Witness Update: Upgrade Windows Home PC Server to 128Gb RAM & 2TB RAID NVMe - preparation for Hive API Node

in #witness3 years ago (edited)

My witness node on WSL2 on a Windows 10 Home PC has been running for 1.5 months now and has been nicely stable.
The only outages were caused by my kids pressing buttons (now covered) and scheduled maintenance.

I have a plan to turn this machine into an API node and run the witness node on a less beefy machine.
But first it needed upgraded Storage and RAM, as Hive node performance is very dependent on these two things.

Upgrade of SSD Storage

For the first 6 weeks my witness was using my 500Gb NVMe C: drive running on a Gen 2 PCIe x2 slot.

Given the blockchain is 330 Gb by itself and snapshots are about 3Gb each, I was running out of storage space fast.
Also, the Gen 2 PCIe x2 was limiting performance.

image.png

I had an Acorn Nest PCIe card that had two M.2 slots (PCIe Gen 3 x4) and a PLX switch (to allow bifurcation) lying around so I thought I'd buy two 1Tb NVMe drives and create a 2TB RAID 0 array as super fast storage for my Hive node.

Thanks to @brianoflondon I was about to get two of these babies for $105 each.
image.png

I installed them in the Acorn Nest card and plugged them into a 16x Gen 3 PCIe slot on the X99 motherboard of my Windows Home PC server.

The X99 Motherboard only supports SATA RAID so I used Windows Disk Manager to create a stripped array (AKA RAID 0).
It is software RAID but according to reports its performance is just as good as hardware RAID.

I then ran CrystalDiskMark and was blown away - Almost 5GB/s read and 4Gb/s write speeds!!
More than 5 times faster than my 500Gb NVMe C: drive.

image.png

Storage hardware upgrade done


Upgrade of RAM to 128Gb

The X99 motherboard has 8 RAM slots and I had 96 GB of DDR4 DRAM in place.

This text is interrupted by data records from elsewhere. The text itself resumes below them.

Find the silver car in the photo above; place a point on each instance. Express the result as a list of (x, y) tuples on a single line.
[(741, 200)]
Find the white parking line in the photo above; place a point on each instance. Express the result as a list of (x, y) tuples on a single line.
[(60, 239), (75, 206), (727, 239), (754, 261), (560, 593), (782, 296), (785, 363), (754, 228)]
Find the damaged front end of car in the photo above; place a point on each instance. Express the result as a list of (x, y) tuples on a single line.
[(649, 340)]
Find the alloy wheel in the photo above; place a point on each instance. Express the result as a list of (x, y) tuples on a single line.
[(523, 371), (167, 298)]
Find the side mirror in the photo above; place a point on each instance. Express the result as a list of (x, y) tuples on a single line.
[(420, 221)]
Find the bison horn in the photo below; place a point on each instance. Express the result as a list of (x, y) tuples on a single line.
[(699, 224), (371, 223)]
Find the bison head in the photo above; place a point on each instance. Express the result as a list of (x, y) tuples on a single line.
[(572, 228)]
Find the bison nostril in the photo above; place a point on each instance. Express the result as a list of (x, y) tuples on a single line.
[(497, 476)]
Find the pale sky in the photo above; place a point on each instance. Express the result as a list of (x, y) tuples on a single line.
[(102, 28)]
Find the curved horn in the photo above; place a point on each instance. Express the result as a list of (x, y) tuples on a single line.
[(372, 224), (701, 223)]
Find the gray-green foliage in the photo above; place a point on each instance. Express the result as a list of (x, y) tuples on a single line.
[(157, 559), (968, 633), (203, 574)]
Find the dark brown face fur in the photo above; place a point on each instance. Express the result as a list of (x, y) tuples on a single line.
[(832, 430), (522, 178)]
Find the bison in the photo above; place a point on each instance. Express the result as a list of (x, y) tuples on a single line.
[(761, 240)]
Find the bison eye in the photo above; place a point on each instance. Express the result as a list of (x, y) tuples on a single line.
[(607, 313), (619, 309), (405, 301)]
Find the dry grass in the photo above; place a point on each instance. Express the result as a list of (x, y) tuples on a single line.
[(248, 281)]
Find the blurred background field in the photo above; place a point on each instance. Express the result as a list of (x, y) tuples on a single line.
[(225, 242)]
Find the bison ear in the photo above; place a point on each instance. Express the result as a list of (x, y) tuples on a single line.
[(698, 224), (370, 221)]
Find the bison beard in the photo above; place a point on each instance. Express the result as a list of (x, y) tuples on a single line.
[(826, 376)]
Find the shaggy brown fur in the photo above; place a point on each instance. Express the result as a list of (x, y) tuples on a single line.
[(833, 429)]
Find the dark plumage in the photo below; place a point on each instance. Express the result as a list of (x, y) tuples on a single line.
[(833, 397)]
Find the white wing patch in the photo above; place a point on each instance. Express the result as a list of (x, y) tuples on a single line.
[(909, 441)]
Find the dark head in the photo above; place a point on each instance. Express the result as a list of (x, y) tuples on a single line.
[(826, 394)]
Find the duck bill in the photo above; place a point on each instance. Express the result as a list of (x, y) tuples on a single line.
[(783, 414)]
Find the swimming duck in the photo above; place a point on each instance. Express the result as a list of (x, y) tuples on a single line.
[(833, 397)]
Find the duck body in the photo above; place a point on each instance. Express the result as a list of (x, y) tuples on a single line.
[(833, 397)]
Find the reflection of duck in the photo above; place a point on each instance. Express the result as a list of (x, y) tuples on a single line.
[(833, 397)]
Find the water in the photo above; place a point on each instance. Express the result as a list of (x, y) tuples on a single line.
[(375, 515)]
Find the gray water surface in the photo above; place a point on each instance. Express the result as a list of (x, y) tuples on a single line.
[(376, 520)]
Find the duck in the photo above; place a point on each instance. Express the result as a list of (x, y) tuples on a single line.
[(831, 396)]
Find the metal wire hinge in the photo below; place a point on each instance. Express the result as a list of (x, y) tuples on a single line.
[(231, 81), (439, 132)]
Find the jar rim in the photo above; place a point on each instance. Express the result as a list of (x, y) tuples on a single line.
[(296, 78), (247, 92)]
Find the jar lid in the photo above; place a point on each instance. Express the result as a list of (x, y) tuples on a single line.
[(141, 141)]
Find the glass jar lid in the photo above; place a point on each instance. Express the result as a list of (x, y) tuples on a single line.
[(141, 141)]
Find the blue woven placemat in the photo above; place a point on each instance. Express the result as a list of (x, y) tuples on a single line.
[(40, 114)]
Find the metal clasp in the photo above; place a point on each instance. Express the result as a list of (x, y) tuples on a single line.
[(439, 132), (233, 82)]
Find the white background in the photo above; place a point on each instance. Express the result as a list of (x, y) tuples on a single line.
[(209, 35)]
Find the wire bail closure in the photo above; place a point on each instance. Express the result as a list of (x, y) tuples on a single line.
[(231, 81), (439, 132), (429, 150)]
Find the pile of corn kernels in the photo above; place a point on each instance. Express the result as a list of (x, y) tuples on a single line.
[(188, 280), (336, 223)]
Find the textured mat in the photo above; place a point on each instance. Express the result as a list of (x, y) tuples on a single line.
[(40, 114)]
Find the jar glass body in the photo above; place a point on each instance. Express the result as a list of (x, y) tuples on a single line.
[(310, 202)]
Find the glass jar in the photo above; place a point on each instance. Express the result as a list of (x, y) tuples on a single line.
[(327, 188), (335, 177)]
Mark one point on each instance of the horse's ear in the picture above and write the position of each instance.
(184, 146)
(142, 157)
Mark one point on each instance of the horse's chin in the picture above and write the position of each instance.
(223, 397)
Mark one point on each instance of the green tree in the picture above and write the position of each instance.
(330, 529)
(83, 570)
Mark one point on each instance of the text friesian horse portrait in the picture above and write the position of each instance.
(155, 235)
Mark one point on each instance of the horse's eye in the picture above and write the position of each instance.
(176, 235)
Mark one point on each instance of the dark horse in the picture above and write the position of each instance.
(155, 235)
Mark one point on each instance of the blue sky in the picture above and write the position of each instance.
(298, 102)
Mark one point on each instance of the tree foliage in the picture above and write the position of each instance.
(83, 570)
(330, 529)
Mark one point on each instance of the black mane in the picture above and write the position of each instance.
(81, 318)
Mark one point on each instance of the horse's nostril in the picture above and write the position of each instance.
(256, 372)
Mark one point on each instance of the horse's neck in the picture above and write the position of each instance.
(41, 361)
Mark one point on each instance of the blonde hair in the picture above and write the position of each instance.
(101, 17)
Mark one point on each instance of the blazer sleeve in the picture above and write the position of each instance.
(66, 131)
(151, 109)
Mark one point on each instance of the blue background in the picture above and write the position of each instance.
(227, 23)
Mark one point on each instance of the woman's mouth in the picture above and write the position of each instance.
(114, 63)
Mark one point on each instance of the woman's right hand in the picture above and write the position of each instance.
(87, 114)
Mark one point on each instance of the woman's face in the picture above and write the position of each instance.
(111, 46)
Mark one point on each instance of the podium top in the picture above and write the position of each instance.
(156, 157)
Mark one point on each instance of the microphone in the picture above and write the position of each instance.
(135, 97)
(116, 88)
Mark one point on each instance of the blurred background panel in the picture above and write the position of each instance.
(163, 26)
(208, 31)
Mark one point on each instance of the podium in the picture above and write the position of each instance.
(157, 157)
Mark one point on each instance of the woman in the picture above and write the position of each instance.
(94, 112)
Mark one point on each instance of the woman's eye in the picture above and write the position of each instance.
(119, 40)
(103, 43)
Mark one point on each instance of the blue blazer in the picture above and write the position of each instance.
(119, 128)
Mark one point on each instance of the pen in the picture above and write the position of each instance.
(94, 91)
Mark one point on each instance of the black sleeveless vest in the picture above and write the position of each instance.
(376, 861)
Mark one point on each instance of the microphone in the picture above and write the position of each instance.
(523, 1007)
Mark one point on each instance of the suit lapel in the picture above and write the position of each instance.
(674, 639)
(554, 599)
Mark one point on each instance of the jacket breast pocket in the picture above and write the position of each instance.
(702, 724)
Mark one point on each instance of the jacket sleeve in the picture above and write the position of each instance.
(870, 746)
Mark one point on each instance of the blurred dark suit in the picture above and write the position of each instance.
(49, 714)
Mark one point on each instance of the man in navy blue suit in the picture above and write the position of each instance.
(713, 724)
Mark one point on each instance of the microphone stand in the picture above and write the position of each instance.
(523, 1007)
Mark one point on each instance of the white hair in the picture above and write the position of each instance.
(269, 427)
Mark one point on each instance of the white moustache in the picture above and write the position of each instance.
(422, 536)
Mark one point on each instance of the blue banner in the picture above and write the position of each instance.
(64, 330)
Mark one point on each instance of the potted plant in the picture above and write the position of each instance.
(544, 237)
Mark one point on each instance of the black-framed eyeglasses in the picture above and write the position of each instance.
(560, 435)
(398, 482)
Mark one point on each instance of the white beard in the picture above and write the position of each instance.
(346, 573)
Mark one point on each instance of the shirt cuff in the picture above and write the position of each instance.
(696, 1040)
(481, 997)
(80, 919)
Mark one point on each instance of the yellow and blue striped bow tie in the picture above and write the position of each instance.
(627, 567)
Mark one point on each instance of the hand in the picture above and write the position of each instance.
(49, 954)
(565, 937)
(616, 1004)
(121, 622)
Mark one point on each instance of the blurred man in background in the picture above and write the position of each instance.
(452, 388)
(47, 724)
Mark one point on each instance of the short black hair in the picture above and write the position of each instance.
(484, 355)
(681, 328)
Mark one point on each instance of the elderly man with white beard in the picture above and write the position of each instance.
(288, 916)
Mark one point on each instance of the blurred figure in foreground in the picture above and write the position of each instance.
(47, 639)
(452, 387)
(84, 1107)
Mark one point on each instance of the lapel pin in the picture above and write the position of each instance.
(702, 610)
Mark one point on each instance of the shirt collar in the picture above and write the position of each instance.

But I had another two 16Gb DRAM sticks of the same type, which I had been using to test other machines. I decided to put it back in to upgrade to 128 Gb RAM.

Unfortunately when I first installed it the system didn't recognise it and after an hour playing around I realised I had to take out RAM and reinstall it in a specific order for it to be all recognised.

RAM upgrade done


Moving WSL2 to new RAID 0 Array

I now had to move my WSL2 from the 500GB C: drive to the new 2TB RAID 0 F: drive.

Simple right?
NOT!

I did a lot of research on the internet to find out how to do this - you can't just move the WSL2 virtual hard disk in Windows Explorer.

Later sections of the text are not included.